Changes during perfctr-2.5:
- Add support for the x86_64 kernel. Skip ia32 emulation.
- Add /dev/perfctr ATTACH ioctl for vperfctrs, and allow access
  both that way and via /proc/pid/perfctr.
- Investigate the feasibility of adding back inheritance support.
- Make sure sched_setaffinity() and the kernel's own set_cpus_allowed()
  calls don't break perfctr on HT P4s.

Changes for perfctr-2.6:
- Kill /proc/<pid>/perfctr. It enlarges the interface between the
  kernel and the driver, and suffers from kernel version dependencies.
  It also makes a patch-less version of the driver impossible.
  Open vperfctrs via /dev/perfctr and create a private vperfctr_vfs for
  the vperfctr file descriptors. The code for this already exists in
  perfctr-3.1 (RIP) and perfctr-1.6.
- After /proc/<pid>/perfctr is gone, tidy up the vperfctr_vfs code by
  putting 2.2 code in separate files in a 2.2 subdirectory.
  (This is difficult to do right now with the ugly /proc/<pid>/code.)

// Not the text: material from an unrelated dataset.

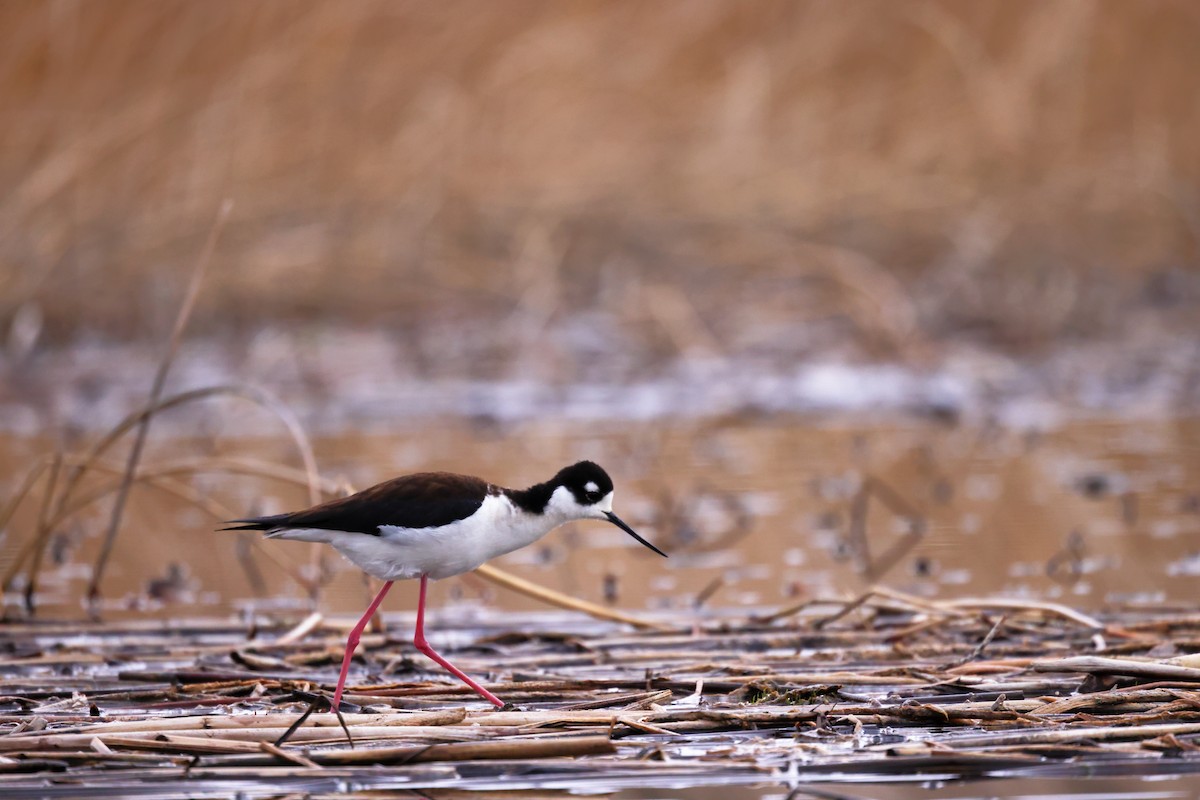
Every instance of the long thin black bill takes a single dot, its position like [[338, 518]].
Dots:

Changes after perfctr-2.6:
- Implement a patch-less version of the driver. Insert a glue module
  that hooks into the kernel via code backpatching and symbol table
  information. Afterwards, the driver module proper can interface with
  the glue module for the kernel callbacks, IDT, and irq return path.
  This requires the /proc/<pid>/perfctr removal in perfctr-2.6.

Driver:
- drop #ifdef SMP around virtual's sample operation
- When an overflown perfctr is reset, we should take into account
  how many events past 0 or 1 it is at.

Library:
- Change usr.lib/Makefile to build .so from -fPIC objects; needed for x86_64.
- Add vperfctr_mmap() to libperfctr.c: the goal is to perform all
  accesses via the library, even for examples/perfex/.
- Implement gethrvtime(). Don't ever STOP the counters. To stop PMC
  updates, call CONTROL with tsc_on == 1 and nractrs == nrictrs == 0.
  The driver will continue sampling the TSC. Then gethrvtime() reduces
  to scaling the virtualised TSC with cpu_khz.
- Describe derived events in event_set.c.

Documentation:
- Write it :-(

Possible Changes:
- The P6 and P4 sub-models don't matter for the driver. Should the driver
  just export the major model and the cpuid, and let user-space figure
  out sub-model details?
- Access control mechanism for global-mode perfctrs?
- Interrupt support for global-mode perfctrs?
- Multiplexing support? PAPI seems to do fine w/o it.
- A "kernel profiling" mode which uses global-mode perfctrs in
  interrupt mode to profile the kernel?
- Buffer interrupts and signal user-space when buffer is nearly full?